Pria itu langsung berjalan ke kamar tidur untuk mengambil dua potong baju dengan terburu-buru. Tanpa sengaja, dia melihat koper yang ada di samping lemari.
"Apa ini?" tanya Bryan.
Cecil mencari alasan, "Sekarang pergantian musim, aku mau mendonasikan baju yang nggak terpakai."
Bryan mengangguk, sama sekali tidak mencurigai alasan ini.
"Yovita melukai dirinya sendiri lagi sampai dirawat di rumah sakit. Aku harus ke rumah sakit untuk merawatnya selama waktu ini. Beberapa hari ini aku akan tinggal di rumah sakit, nggak akan pulang," jelas Bryan.
Bryan pergi dengan sangat tergesa-gesa.

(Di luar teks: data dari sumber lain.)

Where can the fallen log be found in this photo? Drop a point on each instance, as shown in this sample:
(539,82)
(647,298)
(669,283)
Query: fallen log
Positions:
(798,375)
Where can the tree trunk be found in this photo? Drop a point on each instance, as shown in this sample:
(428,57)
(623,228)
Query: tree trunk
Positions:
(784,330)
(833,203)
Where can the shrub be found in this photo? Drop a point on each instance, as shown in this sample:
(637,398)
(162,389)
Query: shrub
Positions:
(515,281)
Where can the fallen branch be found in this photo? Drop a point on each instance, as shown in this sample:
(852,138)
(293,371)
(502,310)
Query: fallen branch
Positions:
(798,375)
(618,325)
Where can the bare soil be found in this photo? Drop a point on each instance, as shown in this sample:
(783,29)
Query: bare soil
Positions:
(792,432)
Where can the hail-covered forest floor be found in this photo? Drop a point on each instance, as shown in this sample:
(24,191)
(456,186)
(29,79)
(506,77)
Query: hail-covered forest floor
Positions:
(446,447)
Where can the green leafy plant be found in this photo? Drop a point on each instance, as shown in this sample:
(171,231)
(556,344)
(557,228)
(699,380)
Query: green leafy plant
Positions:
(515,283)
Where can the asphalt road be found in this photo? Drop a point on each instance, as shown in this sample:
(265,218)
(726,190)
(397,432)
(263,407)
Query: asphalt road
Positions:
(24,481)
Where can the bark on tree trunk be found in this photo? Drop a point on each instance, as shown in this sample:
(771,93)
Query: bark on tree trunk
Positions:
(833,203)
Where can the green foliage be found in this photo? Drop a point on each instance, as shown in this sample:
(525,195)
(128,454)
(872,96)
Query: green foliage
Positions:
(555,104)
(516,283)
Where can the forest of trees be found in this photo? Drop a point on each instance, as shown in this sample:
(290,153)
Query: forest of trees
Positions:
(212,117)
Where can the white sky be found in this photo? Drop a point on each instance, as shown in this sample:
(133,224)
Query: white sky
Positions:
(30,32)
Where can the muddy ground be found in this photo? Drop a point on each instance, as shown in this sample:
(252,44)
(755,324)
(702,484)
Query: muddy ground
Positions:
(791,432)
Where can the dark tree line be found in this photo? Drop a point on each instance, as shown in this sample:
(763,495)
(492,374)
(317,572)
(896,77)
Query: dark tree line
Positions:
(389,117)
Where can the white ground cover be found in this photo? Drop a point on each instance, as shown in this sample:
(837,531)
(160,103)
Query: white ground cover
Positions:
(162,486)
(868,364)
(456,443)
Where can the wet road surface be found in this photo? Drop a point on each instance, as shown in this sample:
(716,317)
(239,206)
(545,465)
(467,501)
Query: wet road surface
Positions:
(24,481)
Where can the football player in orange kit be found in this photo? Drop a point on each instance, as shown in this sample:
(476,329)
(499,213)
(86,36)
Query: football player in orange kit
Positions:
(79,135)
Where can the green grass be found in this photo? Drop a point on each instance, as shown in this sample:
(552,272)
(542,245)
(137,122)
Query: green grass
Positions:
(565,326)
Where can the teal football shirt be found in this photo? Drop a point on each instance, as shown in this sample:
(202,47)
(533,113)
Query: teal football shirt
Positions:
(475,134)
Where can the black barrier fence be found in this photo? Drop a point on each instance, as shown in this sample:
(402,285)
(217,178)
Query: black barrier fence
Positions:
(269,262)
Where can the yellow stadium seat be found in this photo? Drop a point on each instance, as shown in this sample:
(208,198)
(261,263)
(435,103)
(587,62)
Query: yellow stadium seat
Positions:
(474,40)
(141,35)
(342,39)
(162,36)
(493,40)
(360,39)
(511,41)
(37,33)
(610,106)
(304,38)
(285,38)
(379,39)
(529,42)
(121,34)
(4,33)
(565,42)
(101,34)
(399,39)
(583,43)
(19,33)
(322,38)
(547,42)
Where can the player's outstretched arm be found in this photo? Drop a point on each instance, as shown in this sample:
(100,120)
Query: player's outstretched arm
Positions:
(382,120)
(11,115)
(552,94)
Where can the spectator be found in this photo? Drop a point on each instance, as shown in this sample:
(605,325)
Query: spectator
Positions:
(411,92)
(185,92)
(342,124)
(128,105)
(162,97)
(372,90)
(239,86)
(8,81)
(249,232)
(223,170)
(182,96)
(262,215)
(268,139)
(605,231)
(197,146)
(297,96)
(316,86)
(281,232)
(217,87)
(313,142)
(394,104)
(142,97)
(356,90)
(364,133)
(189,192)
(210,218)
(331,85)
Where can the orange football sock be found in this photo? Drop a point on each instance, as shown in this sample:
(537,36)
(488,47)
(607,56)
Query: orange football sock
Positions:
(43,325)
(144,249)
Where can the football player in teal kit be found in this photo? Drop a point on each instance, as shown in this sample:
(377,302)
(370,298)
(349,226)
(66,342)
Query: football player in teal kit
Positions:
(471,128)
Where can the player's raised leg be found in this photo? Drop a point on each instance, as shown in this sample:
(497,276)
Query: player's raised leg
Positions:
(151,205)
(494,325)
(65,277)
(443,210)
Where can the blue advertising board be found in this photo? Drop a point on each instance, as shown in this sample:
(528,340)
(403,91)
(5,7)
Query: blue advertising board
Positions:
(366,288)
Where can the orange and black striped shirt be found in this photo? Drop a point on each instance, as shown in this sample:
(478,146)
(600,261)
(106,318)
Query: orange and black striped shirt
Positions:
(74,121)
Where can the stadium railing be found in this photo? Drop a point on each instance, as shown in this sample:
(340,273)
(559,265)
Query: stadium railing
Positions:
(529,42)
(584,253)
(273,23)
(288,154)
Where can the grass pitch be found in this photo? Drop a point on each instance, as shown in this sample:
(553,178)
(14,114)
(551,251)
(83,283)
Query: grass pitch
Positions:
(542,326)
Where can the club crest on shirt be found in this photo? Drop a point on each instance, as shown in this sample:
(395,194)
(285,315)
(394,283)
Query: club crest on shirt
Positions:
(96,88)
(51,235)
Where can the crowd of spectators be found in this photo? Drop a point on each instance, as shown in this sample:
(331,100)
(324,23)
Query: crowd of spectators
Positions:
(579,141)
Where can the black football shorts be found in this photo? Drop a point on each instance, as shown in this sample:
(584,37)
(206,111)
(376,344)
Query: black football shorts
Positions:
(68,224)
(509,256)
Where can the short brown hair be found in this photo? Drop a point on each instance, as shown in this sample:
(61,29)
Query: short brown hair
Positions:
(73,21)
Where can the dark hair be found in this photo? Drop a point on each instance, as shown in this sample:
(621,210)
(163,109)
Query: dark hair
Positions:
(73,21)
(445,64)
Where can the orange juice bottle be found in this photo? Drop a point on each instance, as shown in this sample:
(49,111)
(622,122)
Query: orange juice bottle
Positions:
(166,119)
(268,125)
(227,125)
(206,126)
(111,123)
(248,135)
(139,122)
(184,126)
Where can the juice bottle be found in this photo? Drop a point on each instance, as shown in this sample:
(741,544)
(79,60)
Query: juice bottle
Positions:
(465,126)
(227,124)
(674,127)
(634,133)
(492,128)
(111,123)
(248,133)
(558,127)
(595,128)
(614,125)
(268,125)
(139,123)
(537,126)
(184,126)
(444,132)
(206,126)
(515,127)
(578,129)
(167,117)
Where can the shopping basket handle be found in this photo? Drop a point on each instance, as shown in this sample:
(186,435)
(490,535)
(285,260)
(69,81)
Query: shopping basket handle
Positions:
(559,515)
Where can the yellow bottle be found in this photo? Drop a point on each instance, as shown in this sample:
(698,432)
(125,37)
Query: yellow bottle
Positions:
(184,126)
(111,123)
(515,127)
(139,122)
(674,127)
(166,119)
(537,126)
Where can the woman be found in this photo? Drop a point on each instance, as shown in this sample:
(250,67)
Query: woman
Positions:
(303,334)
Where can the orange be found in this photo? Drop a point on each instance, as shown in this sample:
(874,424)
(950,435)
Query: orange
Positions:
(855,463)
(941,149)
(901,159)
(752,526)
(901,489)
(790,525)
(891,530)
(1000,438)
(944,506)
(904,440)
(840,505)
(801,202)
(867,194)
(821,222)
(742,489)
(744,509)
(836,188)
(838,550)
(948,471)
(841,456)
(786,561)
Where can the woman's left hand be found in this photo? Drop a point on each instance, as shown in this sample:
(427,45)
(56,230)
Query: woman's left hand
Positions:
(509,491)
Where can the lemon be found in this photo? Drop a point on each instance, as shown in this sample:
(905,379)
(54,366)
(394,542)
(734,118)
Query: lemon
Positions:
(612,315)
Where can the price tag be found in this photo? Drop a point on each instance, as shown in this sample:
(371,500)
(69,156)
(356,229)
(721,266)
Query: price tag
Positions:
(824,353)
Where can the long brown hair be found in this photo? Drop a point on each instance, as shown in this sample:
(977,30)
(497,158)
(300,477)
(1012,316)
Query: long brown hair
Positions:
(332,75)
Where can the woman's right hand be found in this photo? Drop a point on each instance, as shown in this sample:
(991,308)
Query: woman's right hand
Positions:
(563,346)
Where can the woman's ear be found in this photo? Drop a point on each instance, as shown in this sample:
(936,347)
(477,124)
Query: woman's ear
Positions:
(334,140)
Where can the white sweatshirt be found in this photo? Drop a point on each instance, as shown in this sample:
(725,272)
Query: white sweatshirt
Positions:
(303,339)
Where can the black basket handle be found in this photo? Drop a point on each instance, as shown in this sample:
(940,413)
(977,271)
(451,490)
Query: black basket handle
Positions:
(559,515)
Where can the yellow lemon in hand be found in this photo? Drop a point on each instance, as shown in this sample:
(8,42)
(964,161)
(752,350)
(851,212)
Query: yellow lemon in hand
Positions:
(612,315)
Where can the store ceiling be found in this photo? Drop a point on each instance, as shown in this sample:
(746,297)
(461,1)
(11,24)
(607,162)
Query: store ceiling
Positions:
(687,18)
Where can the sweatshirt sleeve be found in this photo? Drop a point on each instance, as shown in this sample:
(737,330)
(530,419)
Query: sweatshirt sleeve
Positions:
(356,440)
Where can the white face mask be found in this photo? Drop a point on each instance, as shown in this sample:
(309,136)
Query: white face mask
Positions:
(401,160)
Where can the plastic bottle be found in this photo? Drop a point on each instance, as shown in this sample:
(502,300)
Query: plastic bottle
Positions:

Dia bahkan tidak menyadari ada banyak barang yang menghilang di rumah.
Saat melihat sosok Bryan yang menghilang di pintu depan, hati Cecil justru merasa lebih lega dan bebas.
Setelah Cecil memblokir semua kontak Bryan, dia menulis di secarik kertas.
[Bryan, kita putus saja. Aku akan menikah dengan orang lain.]
Cecil meletakkan kertas dan kunci di rak sepatu di pintu depan. Setelah melakukan semua ini, dia menyeret kopernya, langsung menuju bandara.
Sejak saat ini, tidak akan ada lagi Cecil di dunia Bryan.